The sources of Reema’s moral distress can be addressed via an educational program devoted to case-based discussion with other trainees, facilitated by an ethicist. Such programs are already in place at several medical schools, and results have been consistently positive [8, 9]. Engaging trainees in case-based discussions of ethical issues promotes peer-to-peer learning, creates a sense of camaraderie out of shared experiences, and creates something of a “safe space” for trainees to express their views on the ethical aspects of difficult cases. In addition, such programs create the opportunity to further educate trainees on the ethical aspects of medicine, including the purpose of medicine and the moral virtues of a good physician. Such a program would no doubt have been helpful in a case like Reema’s, as it would have provided her a venue to explore some of the implications of her beliefs about medicine and to receive guidance about how to cultivate a more nuanced perspective on what it means to be a seasoned medical professional.

Conclusion

An underdeveloped professional identity is a significant knowledge deficit for medical trainees—doubly so when they lack adequate opportunities for professional growth. Medical trainees are, we contend, significantly more likely to have an underdeveloped professional identity in virtue of their early career status and, as a result, are more likely to experience moral distress of the sort presented in Reema’s case. Professional growth—particularly of an ethical nature—is best addressed, we claim, by incorporating case-based ethics education into medical training programs. Such opportunities allow for trainees’ underdeveloped beliefs about their personal and professional identity and the ethics of medicine to be explored and expanded upon, with support from their peers and guidance from an expert. In addition, they allow trainees opportunities to express their views regarding the ethical dimensions of patient care, which further stimulates and nurtures their professional moral development. By promoting dialogue about professional moral virtues and the ethical dimensions of patient care, not only trainees but all health care professionals are encouraged to give voice to their personal and professional values.

References

  1. Branch WT. Supporting the moral development of medical students. J Gen Intern Med. 2000;15(7):503-508.
  2. Weber E. Moral distress, workplace health, and intrinsic harm. Bioethics. 2015;30(4):248.

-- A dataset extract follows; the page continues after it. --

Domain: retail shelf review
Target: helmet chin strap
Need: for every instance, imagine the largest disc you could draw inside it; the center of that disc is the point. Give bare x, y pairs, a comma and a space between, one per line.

  3. Ricoeur P. Narrative identity. Philos Today. 1991;35(1):73-81.
  4. McAdams DP. Narrative identity. In: Schwartz SJ, Luyckx K, Vignoles VL, eds. Structures and Processes. New York, NY: Springer; 2011:99-115. Handbook of Identity Theory and Research; vol 1.

  5. Calman K. The profession of medicine. BMJ. 1994;309(6962):1140-1143.
  6. Pellegrino ED. The internal morality of clinical medicine: a paradigm for the ethics of the helping and healing professions. J Med Philos. 2001;26(6):559-579.
  7. Pellegrino ED. Professionalism, profession and the virtues of the good physician. Mt Sinai J Med. 2002;69(6):378-384.
  8. Alfandre D, Rhodes R. Improving ethics education during residency training. Med Teach. 2009;31(6):513-517.
  9. Vertrees SM, Shuman AG, Fins JJ. Learning by doing: effectively incorporating ethics education into residency training. J Gen Intern Med. 2013;28(4):578-582.

Citation

AMA J Ethics. 2017;19(6):544-549.

DOI

10.1001/journalofethics.2017.19.6.ecas2-1706.

The people and events in this case are fictional. Resemblance to real events or to names of people, living or dead, is entirely coincidental. The viewpoints expressed in this article are those of the author(s) and do not necessarily reflect the views and policies of the AMA.